The China Syndrome: The Coming Global Financial Meltdown

All the phantom wealth piled up in China’s boost phase is now melting down, and the China Syndrome will trigger a meltdown in global phantom assets.

The 1979 film The China Syndrome took its name from the darkly humorous notion that a nuclear reactor meltdown in the U.S. would burn straight through the Earth to China. (wikipedia: The China Syndrome)

In today’s world, the financial meltdown in China has burned straight through the global financial system to the U.S. financial markets. The mainstream financial media is delighted to promote the many links between the U.S. and Chinese economies when the two economies are feeding each other’s expansion in a tightly coupled virtuous cycle.
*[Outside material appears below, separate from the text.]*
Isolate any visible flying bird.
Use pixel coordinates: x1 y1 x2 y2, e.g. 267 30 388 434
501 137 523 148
But once China’s slowdown starts impacting the American economy, the mainstream financial media trundles out the usual pundit suspects to declare that the U.S. and Chinese economies are decoupled, so a meltdown in China will have little impact on America–and vice versa.
The rationalizations for this decoupling are many–and specious. Exports are actually only 10% of China’s economy, we’re assured, so any slowdown in China will be modest and of little relevance to the U.S. economy.

Various experts also assure us that China’s vast stash of foreign reserves and U.S. Treasuries will enable it to quickly smooth over any spot of bother in its currency (RMB/yuan) resulting from capital flight out of China.

None of these rationalizations change the fact that China is integral to the global financial markets, and so its slowdown and capital flight are toppling carry trade and other risk-off financial dominoes.

China is tightly coupled to the U.S. and global economies via capital flows and supply/demand. It’s important to understand that demand drives profits on the margins: of ten sales, the first nine sales just cover production and overhead costs; only the last sale generates substantial profits.